I did say I might not have the syntax exactly right. I am not a C++ expert.

Try this

codeVal = atoi(& inarray[1]);

…R

Thank you so much Robin2, that’s it working now from both the serial monitor and from python. I’m going to try working on sending a gcode file from python and see if I can code it to automatically add the ‘<’ ‘>’ within python for each new line of code. Can’t thank you enough for the help!
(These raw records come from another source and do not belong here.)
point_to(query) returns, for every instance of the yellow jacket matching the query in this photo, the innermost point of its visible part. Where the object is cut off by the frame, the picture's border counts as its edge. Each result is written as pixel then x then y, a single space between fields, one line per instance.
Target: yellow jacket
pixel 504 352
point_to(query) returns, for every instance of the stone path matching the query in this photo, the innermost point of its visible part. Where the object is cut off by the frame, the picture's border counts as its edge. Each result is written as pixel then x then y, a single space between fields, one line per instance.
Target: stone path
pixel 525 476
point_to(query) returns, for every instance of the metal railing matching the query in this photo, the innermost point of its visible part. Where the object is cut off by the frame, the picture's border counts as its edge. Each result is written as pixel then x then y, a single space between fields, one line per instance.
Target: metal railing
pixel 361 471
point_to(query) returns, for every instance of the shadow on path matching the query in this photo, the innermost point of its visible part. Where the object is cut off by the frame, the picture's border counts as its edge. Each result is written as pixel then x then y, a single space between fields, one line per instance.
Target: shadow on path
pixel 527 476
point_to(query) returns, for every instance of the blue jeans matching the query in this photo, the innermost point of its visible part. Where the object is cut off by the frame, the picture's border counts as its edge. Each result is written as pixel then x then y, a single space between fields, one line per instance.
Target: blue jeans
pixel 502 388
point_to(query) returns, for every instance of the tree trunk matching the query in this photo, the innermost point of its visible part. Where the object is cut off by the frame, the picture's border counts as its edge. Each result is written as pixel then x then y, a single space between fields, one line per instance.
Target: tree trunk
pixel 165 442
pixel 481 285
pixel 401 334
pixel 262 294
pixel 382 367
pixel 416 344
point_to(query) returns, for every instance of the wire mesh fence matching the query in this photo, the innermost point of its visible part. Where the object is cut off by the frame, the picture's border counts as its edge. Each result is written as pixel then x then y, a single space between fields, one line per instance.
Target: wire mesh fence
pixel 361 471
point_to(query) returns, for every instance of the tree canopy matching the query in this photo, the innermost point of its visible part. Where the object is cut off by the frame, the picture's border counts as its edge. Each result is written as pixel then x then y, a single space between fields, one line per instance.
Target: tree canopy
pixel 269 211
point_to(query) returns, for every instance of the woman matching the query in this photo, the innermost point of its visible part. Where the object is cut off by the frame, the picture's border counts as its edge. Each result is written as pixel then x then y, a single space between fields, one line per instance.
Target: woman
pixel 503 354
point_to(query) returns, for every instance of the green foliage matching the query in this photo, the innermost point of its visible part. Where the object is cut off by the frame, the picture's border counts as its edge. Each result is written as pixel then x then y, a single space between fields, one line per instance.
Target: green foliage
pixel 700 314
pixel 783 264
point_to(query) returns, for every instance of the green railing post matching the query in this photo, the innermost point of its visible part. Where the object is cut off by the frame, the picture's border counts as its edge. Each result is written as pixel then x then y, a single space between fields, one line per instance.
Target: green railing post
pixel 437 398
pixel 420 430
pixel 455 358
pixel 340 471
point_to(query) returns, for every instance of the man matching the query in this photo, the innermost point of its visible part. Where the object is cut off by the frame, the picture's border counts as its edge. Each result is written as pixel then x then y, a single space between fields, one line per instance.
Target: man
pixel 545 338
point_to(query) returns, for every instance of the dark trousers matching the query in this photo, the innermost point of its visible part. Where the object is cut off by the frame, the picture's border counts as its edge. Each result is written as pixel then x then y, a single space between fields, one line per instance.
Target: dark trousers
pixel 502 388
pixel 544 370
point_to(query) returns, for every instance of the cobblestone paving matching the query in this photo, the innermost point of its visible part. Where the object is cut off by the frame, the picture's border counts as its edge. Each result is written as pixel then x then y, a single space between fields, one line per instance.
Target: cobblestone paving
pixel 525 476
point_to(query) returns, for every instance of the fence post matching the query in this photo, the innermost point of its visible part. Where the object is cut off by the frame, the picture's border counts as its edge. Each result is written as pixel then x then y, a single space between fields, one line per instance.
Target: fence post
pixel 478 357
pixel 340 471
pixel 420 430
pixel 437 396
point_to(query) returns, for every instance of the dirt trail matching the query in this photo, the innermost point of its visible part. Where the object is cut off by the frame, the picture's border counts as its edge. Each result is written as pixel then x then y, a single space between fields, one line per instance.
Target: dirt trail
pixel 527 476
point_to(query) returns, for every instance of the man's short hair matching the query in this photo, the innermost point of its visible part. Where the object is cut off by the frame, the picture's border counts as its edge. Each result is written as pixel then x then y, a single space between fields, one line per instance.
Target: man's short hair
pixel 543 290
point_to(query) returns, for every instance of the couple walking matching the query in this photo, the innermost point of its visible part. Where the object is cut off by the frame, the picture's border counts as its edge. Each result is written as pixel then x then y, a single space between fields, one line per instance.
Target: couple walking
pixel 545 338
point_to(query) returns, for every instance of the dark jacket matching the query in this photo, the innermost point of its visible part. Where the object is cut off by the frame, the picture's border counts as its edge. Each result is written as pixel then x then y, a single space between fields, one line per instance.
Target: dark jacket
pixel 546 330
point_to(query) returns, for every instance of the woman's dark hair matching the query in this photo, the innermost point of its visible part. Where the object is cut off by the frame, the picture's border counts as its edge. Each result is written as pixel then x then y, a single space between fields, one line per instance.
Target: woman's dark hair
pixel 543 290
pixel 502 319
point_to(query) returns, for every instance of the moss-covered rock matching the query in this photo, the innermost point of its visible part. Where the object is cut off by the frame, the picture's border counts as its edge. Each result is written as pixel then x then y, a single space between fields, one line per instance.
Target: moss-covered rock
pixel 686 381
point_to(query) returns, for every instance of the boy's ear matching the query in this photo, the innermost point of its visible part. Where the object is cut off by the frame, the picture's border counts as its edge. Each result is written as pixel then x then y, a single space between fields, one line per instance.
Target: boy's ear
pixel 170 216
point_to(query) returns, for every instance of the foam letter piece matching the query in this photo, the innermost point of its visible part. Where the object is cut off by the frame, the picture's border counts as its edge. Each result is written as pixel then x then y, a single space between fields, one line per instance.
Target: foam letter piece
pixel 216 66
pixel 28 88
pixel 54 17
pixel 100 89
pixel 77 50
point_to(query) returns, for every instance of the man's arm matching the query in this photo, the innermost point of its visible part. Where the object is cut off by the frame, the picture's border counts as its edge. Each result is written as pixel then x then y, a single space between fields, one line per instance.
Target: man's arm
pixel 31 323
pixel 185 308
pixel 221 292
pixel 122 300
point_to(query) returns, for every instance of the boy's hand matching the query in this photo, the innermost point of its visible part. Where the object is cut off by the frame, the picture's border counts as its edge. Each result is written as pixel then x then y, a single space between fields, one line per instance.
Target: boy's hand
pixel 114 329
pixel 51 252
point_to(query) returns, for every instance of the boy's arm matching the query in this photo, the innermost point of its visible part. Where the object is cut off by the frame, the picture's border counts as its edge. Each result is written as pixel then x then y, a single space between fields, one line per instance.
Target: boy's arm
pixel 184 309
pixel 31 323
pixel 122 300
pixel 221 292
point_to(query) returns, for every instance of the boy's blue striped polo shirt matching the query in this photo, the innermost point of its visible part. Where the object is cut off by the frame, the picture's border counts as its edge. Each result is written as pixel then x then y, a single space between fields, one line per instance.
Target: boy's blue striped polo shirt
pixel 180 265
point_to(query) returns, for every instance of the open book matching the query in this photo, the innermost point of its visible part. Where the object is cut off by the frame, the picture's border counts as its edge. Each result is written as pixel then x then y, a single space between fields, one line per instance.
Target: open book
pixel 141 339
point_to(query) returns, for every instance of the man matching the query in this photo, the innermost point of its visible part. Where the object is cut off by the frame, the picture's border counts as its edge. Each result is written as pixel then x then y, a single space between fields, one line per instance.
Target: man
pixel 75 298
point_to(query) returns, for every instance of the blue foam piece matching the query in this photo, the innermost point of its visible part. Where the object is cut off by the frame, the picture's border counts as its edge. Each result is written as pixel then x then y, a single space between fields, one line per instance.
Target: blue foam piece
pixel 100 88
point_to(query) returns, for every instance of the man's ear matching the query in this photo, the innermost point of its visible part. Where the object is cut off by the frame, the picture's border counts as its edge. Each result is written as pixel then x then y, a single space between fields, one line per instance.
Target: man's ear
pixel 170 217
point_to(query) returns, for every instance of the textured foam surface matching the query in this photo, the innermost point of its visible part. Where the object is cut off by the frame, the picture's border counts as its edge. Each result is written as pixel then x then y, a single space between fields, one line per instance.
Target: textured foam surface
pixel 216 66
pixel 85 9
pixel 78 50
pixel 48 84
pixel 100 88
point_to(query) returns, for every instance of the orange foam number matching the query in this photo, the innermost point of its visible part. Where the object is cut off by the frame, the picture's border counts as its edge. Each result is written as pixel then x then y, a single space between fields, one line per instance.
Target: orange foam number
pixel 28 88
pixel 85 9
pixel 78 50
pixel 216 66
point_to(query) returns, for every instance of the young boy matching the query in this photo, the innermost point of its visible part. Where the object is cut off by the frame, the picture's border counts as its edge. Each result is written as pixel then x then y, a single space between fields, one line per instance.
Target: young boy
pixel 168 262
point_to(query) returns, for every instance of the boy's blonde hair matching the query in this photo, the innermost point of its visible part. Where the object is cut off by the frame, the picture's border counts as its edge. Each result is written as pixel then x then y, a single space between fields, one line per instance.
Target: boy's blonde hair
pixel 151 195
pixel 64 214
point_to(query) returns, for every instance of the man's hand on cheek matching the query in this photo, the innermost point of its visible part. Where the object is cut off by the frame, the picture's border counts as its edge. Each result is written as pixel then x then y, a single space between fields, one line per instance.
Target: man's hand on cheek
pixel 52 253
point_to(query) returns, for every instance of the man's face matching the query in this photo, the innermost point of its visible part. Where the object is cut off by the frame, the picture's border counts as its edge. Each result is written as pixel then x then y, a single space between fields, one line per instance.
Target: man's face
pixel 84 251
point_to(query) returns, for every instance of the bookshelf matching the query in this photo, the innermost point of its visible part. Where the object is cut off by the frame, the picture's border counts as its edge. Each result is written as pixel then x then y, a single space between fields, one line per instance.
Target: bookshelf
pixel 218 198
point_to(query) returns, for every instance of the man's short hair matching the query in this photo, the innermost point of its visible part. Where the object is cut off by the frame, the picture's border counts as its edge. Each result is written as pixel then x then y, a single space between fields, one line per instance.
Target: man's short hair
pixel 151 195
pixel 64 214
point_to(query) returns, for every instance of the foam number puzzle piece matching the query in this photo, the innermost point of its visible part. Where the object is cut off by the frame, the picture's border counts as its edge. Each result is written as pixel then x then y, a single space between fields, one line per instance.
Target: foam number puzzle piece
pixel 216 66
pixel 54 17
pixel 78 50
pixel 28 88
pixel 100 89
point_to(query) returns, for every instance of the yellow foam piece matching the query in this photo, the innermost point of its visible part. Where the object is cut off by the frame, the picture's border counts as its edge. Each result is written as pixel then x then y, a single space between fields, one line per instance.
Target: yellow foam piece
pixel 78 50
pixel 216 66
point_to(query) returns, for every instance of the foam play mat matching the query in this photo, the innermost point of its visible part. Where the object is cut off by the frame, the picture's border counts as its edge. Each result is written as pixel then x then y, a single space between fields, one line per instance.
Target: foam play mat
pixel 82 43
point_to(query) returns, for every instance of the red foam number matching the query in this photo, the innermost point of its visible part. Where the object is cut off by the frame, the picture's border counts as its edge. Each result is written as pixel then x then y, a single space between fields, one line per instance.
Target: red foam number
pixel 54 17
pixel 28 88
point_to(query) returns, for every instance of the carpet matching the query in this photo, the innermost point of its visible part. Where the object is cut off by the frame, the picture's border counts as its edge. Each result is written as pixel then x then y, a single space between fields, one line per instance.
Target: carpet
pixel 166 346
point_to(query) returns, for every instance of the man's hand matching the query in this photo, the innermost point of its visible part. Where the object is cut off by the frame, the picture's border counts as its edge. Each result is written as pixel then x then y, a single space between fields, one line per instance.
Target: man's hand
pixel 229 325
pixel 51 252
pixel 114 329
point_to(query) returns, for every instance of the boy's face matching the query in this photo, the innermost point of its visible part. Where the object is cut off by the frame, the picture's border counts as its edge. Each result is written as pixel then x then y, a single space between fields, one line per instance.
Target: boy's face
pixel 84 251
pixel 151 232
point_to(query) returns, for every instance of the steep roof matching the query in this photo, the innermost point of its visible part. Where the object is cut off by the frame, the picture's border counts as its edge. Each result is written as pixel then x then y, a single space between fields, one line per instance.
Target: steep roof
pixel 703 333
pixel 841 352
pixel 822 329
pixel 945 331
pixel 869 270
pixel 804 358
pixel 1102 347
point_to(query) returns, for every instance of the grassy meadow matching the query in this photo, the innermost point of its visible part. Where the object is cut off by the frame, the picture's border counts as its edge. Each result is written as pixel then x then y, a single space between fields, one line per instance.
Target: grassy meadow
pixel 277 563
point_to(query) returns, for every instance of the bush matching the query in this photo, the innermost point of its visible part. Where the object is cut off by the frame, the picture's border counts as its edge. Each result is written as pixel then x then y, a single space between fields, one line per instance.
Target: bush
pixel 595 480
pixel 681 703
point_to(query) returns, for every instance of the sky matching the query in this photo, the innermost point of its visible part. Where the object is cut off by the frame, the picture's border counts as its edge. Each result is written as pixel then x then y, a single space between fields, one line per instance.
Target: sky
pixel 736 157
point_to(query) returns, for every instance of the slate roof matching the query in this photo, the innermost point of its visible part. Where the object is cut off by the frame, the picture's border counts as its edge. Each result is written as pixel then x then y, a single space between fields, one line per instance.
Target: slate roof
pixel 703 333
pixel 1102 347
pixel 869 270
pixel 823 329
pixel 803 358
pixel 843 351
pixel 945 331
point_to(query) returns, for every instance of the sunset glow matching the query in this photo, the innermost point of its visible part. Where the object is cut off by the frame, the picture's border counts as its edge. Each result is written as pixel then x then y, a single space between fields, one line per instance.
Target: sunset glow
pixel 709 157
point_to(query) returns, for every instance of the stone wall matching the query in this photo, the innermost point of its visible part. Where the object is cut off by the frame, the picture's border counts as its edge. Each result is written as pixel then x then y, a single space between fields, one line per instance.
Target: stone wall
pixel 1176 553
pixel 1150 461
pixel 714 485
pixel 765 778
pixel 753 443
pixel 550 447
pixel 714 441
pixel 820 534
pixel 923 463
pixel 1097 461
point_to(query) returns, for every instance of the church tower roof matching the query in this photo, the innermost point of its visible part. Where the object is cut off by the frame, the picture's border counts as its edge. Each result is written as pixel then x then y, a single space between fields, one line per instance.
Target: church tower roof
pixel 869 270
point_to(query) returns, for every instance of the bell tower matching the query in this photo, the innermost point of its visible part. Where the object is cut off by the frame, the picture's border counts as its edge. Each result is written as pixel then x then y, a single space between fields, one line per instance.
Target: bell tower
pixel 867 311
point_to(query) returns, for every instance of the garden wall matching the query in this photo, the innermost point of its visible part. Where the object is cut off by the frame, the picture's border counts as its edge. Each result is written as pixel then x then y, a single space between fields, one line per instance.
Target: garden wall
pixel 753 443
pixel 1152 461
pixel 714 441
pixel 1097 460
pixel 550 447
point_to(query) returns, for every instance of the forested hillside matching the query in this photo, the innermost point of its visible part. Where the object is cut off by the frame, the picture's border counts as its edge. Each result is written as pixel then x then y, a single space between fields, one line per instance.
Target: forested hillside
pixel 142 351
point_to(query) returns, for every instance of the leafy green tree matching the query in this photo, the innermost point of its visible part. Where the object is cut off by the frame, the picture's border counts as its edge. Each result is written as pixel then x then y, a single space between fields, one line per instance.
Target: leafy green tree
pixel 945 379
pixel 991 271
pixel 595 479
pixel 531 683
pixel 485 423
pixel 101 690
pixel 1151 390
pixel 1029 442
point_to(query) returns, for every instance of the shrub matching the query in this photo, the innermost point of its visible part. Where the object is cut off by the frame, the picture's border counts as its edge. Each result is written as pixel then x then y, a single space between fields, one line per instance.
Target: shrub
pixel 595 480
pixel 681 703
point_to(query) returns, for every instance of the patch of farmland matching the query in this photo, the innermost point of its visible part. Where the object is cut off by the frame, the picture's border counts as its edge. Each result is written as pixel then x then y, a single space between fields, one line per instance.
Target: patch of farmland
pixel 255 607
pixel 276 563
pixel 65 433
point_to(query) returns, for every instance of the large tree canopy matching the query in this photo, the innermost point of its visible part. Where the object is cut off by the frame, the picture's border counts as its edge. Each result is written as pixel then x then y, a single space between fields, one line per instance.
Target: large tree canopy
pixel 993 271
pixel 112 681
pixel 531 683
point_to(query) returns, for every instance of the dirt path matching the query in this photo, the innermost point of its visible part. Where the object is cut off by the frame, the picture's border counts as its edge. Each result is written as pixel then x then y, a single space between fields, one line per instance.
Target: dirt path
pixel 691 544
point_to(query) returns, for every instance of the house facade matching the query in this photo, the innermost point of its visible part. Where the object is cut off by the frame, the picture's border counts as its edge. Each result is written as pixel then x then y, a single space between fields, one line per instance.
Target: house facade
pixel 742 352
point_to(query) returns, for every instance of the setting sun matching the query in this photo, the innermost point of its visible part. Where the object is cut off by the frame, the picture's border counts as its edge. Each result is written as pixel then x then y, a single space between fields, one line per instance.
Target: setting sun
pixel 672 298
Greatly appreciated!

I have been bothered during the night because I forgot to suggest that you interpret the GCode on your PC and just send simple numbers to the Arduino.

I have a system for a small lathe in which the PC sends something like <ttttt, aaaa, bbbb, cccc> to the Arduino controlling the stepper motors. tttt is the total time (in microsecs) for a move. aaaa is the interval between steps (in µsecs) for motor A, bbbb and cccc are the intervals for the other motors.

All the Arduino needs to do is to check the time and every aaaa µsecs cause a pulse for motor A, every bbbb µsecs a pulse for motor B etc. And when tttt µsecs have elapsed it stops sending pulses and gets the next instruction which will be waiting in the serial input buffer.